Note: This review is from 2012

Review by Steve Bennett

That the front few rows are designated a ‘splatter zone’, with audience members positioned on tarpaulin and given waterproof ponchos to protect from the sloshing bodily fluids, should give an idea of the sensibilities of Re-Animator: The Musical.

This is basically a ghost train for grown-ups, with shlocky horror effects, big camp performances and the odd neat visual effect. The plot, the writing and  the musical numbers are pedestrian; just a device to get to the next bit of fake blood.

It’s based on the cult 1985 VHS hit – which in turn was based on an HP Lovecraft story – about a deranged medical student who discovers a serum that can bring the dead back to life … although the consequences are rather unpleasant. The lesson that you should really be careful in reviving long-dead corpses seems to be lost on Stuart Gordon, the director of the film who’s behind this musical remake.

After a shock opening, the action is rather slow to get going, as we established the academic feud between Dr Carl Hill and Herbert West, which drives the later to create his powerful potion.
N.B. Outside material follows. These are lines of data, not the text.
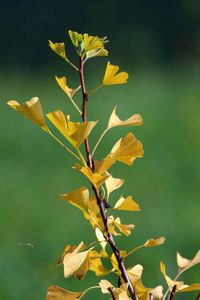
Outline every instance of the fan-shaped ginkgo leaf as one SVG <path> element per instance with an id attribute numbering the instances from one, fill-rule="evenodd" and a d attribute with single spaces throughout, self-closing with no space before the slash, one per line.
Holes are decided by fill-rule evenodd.
<path id="1" fill-rule="evenodd" d="M 120 120 L 120 118 L 116 114 L 116 108 L 117 107 L 115 106 L 110 116 L 107 129 L 111 129 L 116 126 L 139 126 L 143 124 L 143 119 L 139 114 L 134 114 L 124 121 Z"/>
<path id="2" fill-rule="evenodd" d="M 65 76 L 60 77 L 60 78 L 56 76 L 55 78 L 56 78 L 56 81 L 57 81 L 58 85 L 60 86 L 60 88 L 71 99 L 74 96 L 76 90 L 73 90 L 67 86 L 67 78 Z"/>
<path id="3" fill-rule="evenodd" d="M 59 197 L 68 201 L 69 203 L 83 211 L 87 210 L 89 201 L 89 191 L 86 187 L 81 187 L 67 194 L 60 195 Z"/>
<path id="4" fill-rule="evenodd" d="M 65 278 L 74 275 L 82 279 L 89 269 L 89 252 L 91 249 L 78 252 L 77 248 L 72 253 L 67 253 L 63 258 Z"/>
<path id="5" fill-rule="evenodd" d="M 120 188 L 123 184 L 124 184 L 124 179 L 114 178 L 112 176 L 108 177 L 108 179 L 105 181 L 108 197 L 110 193 Z"/>
<path id="6" fill-rule="evenodd" d="M 71 122 L 70 117 L 68 116 L 68 119 L 66 119 L 64 113 L 60 110 L 48 113 L 47 117 L 74 148 L 80 147 L 97 123 L 94 121 Z"/>
<path id="7" fill-rule="evenodd" d="M 74 168 L 84 174 L 96 188 L 99 188 L 109 177 L 109 175 L 93 173 L 89 167 L 81 167 L 80 164 L 75 164 Z"/>
<path id="8" fill-rule="evenodd" d="M 15 100 L 10 100 L 7 104 L 42 129 L 47 130 L 42 106 L 38 97 L 33 97 L 31 100 L 26 101 L 22 105 Z"/>
<path id="9" fill-rule="evenodd" d="M 161 236 L 157 239 L 147 240 L 146 243 L 144 243 L 144 247 L 156 247 L 162 245 L 164 242 L 165 242 L 165 238 Z"/>
<path id="10" fill-rule="evenodd" d="M 114 145 L 111 154 L 116 160 L 131 166 L 137 157 L 143 156 L 144 151 L 142 144 L 129 132 Z"/>
<path id="11" fill-rule="evenodd" d="M 55 52 L 57 55 L 61 56 L 64 60 L 67 60 L 66 52 L 65 52 L 65 44 L 64 43 L 53 43 L 49 40 L 49 47 Z"/>
<path id="12" fill-rule="evenodd" d="M 132 196 L 121 197 L 114 206 L 115 210 L 140 211 L 139 205 L 133 200 Z"/>
<path id="13" fill-rule="evenodd" d="M 123 84 L 127 83 L 128 80 L 128 73 L 120 72 L 119 67 L 115 65 L 111 65 L 110 62 L 107 63 L 105 75 L 103 78 L 104 85 L 112 85 L 112 84 Z"/>
<path id="14" fill-rule="evenodd" d="M 59 286 L 52 285 L 48 287 L 46 300 L 78 300 L 85 294 L 83 292 L 71 292 Z"/>

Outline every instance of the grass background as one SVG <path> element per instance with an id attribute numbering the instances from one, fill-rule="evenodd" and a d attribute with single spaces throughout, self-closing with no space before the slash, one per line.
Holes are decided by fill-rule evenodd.
<path id="1" fill-rule="evenodd" d="M 89 89 L 102 77 L 104 66 L 105 61 L 101 65 L 97 60 L 87 68 Z M 120 214 L 124 223 L 136 225 L 131 237 L 117 238 L 122 249 L 132 249 L 148 238 L 166 237 L 162 247 L 142 249 L 127 261 L 130 266 L 141 263 L 144 284 L 155 286 L 164 284 L 161 260 L 172 276 L 176 251 L 191 258 L 199 249 L 200 74 L 194 68 L 124 69 L 130 74 L 128 85 L 101 89 L 89 100 L 89 119 L 100 120 L 91 134 L 91 144 L 105 128 L 116 104 L 122 119 L 142 114 L 142 127 L 110 131 L 96 158 L 106 155 L 128 130 L 144 144 L 144 158 L 137 159 L 132 168 L 119 163 L 112 169 L 125 184 L 113 193 L 111 203 L 121 194 L 131 194 L 142 208 L 140 213 Z M 100 281 L 90 272 L 80 282 L 63 279 L 62 268 L 55 268 L 65 245 L 95 240 L 81 213 L 57 197 L 85 185 L 85 179 L 71 169 L 73 159 L 62 147 L 6 105 L 7 99 L 22 102 L 37 95 L 45 112 L 56 108 L 71 112 L 71 104 L 53 79 L 54 74 L 66 72 L 63 69 L 58 74 L 52 68 L 40 74 L 9 72 L 0 76 L 1 299 L 44 299 L 52 284 L 81 290 Z M 75 86 L 76 78 L 71 82 Z M 76 112 L 72 116 L 78 117 Z M 188 271 L 185 282 L 199 282 L 199 271 L 199 266 Z M 195 299 L 195 294 L 177 299 Z M 99 291 L 85 296 L 94 297 L 105 298 Z"/>

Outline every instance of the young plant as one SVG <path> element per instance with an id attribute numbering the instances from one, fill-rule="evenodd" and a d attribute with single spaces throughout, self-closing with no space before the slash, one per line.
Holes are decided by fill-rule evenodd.
<path id="1" fill-rule="evenodd" d="M 161 285 L 155 288 L 147 288 L 143 285 L 141 280 L 143 267 L 140 264 L 127 267 L 126 258 L 136 250 L 142 247 L 159 246 L 165 241 L 164 237 L 149 239 L 143 245 L 127 251 L 119 249 L 114 238 L 121 234 L 129 236 L 135 227 L 134 224 L 121 223 L 121 219 L 116 216 L 116 213 L 118 211 L 135 213 L 140 211 L 140 207 L 130 195 L 121 196 L 114 207 L 111 207 L 109 204 L 110 194 L 120 188 L 124 184 L 124 180 L 113 177 L 110 173 L 110 168 L 118 162 L 132 166 L 137 158 L 143 156 L 143 146 L 132 132 L 128 132 L 112 146 L 110 153 L 101 160 L 96 160 L 95 151 L 108 131 L 119 126 L 140 126 L 143 123 L 143 119 L 139 114 L 133 114 L 128 119 L 121 120 L 115 107 L 110 115 L 106 129 L 100 135 L 96 145 L 91 147 L 89 136 L 97 125 L 97 121 L 88 120 L 87 112 L 90 96 L 99 88 L 127 83 L 128 74 L 119 72 L 118 66 L 108 62 L 101 83 L 92 92 L 88 93 L 85 85 L 85 64 L 95 57 L 108 55 L 108 51 L 105 48 L 108 40 L 106 37 L 99 38 L 88 34 L 79 34 L 74 31 L 69 31 L 69 36 L 78 55 L 78 66 L 69 60 L 64 43 L 49 41 L 49 46 L 77 72 L 79 83 L 75 89 L 68 86 L 68 79 L 65 76 L 61 78 L 56 77 L 56 81 L 76 109 L 79 119 L 72 121 L 70 115 L 64 114 L 61 110 L 46 114 L 50 123 L 64 136 L 66 144 L 61 142 L 50 130 L 45 120 L 40 100 L 37 97 L 22 105 L 15 100 L 11 100 L 8 102 L 8 105 L 34 122 L 64 147 L 69 155 L 72 155 L 74 158 L 74 169 L 88 180 L 87 187 L 82 186 L 60 195 L 61 199 L 82 211 L 83 217 L 91 224 L 97 238 L 90 245 L 86 245 L 81 241 L 77 245 L 67 245 L 65 247 L 57 263 L 58 265 L 63 265 L 64 277 L 75 276 L 78 279 L 82 279 L 89 270 L 94 272 L 96 276 L 106 276 L 114 273 L 117 277 L 117 286 L 105 279 L 101 280 L 98 286 L 89 287 L 81 292 L 71 292 L 58 286 L 50 286 L 46 299 L 81 299 L 89 290 L 99 288 L 103 294 L 110 294 L 111 298 L 116 300 L 172 300 L 176 293 L 199 290 L 200 284 L 185 285 L 183 282 L 177 281 L 177 279 L 183 272 L 200 263 L 200 251 L 197 252 L 192 260 L 188 260 L 177 253 L 178 273 L 174 279 L 171 279 L 166 274 L 165 265 L 161 263 L 161 272 L 168 285 L 164 295 Z M 74 99 L 75 94 L 80 91 L 82 93 L 82 105 L 77 104 Z M 94 100 L 92 99 L 92 101 Z M 105 268 L 104 261 L 110 263 L 110 268 Z"/>

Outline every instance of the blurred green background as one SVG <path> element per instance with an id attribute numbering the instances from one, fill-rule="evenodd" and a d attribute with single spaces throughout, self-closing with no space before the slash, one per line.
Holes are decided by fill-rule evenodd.
<path id="1" fill-rule="evenodd" d="M 124 223 L 136 225 L 132 237 L 117 238 L 121 249 L 166 237 L 162 247 L 142 249 L 127 261 L 144 266 L 145 285 L 164 284 L 160 261 L 175 275 L 176 251 L 191 258 L 200 244 L 200 2 L 11 0 L 1 1 L 0 16 L 0 299 L 40 300 L 49 285 L 82 290 L 101 279 L 92 273 L 80 282 L 63 279 L 62 268 L 55 268 L 65 245 L 95 240 L 81 213 L 57 197 L 86 181 L 71 169 L 73 160 L 59 145 L 6 105 L 8 99 L 38 96 L 45 112 L 73 110 L 54 75 L 67 76 L 71 86 L 78 78 L 48 48 L 48 39 L 65 41 L 76 63 L 68 29 L 107 35 L 109 60 L 130 75 L 128 85 L 107 87 L 91 97 L 89 117 L 100 120 L 91 144 L 116 104 L 122 119 L 142 114 L 144 125 L 131 131 L 143 142 L 145 156 L 133 168 L 113 168 L 125 185 L 111 202 L 132 194 L 142 208 L 121 214 Z M 101 81 L 106 63 L 107 58 L 88 63 L 89 90 Z M 72 116 L 78 117 L 76 112 Z M 96 158 L 126 132 L 108 133 Z M 196 266 L 184 280 L 199 282 L 199 274 Z M 177 299 L 195 299 L 196 294 Z M 105 299 L 99 291 L 85 296 L 94 297 Z"/>

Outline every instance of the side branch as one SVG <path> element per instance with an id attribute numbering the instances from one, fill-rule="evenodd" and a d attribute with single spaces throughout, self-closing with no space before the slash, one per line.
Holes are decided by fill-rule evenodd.
<path id="1" fill-rule="evenodd" d="M 88 94 L 87 94 L 86 88 L 85 88 L 85 81 L 84 81 L 84 61 L 83 61 L 82 58 L 80 58 L 79 74 L 80 74 L 80 82 L 81 82 L 82 97 L 83 97 L 82 121 L 86 122 L 87 121 Z M 91 151 L 90 151 L 90 146 L 89 146 L 88 138 L 86 138 L 86 140 L 85 140 L 85 151 L 86 151 L 86 156 L 87 156 L 87 165 L 92 170 L 92 172 L 94 172 L 95 166 L 94 166 L 93 156 L 92 156 Z M 129 290 L 131 299 L 132 300 L 137 300 L 135 289 L 133 287 L 132 282 L 130 281 L 130 279 L 128 277 L 128 274 L 127 274 L 127 271 L 126 271 L 126 267 L 124 265 L 124 260 L 123 260 L 121 254 L 120 254 L 120 250 L 118 249 L 118 247 L 115 244 L 113 235 L 109 232 L 109 228 L 108 228 L 108 216 L 107 216 L 107 212 L 106 212 L 106 208 L 105 208 L 103 199 L 101 198 L 98 189 L 96 189 L 94 187 L 94 185 L 92 185 L 92 189 L 94 191 L 94 195 L 96 197 L 97 204 L 98 204 L 99 209 L 100 209 L 101 218 L 102 218 L 102 221 L 104 223 L 104 227 L 105 227 L 104 236 L 107 239 L 108 243 L 110 244 L 110 247 L 112 248 L 112 251 L 113 251 L 113 253 L 114 253 L 115 257 L 116 257 L 119 269 L 121 271 L 121 277 L 123 278 L 123 280 L 124 280 L 125 283 L 128 283 L 128 290 Z"/>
Graham Skipper is fine in this role, evolving from inscrutably intense to manically obsessed, but the rest of the cast tend towards loud rather than engaging, as I’m sure they’ve been instructed.

George Wendt, aka Norm from Cheers, is the big name to draw people in, but he’s wasted in the two-dimensional role of the college dean. He gets to ham it up once he becomes a zombie – the fate of most of the cast, of course – but he’s underused.

The brash showboating performances can’t cover the fact we don’t actually care for the characters, or find much amusing in the blunt script. When your only concern is where the next pint of fake blood is coming from, it can’t be a great theatrical experience – and indeed Re-Animator: The Musical misses all the originality, unpredictable turns, and deliciously strange characters that made Rocky Horror such a smash.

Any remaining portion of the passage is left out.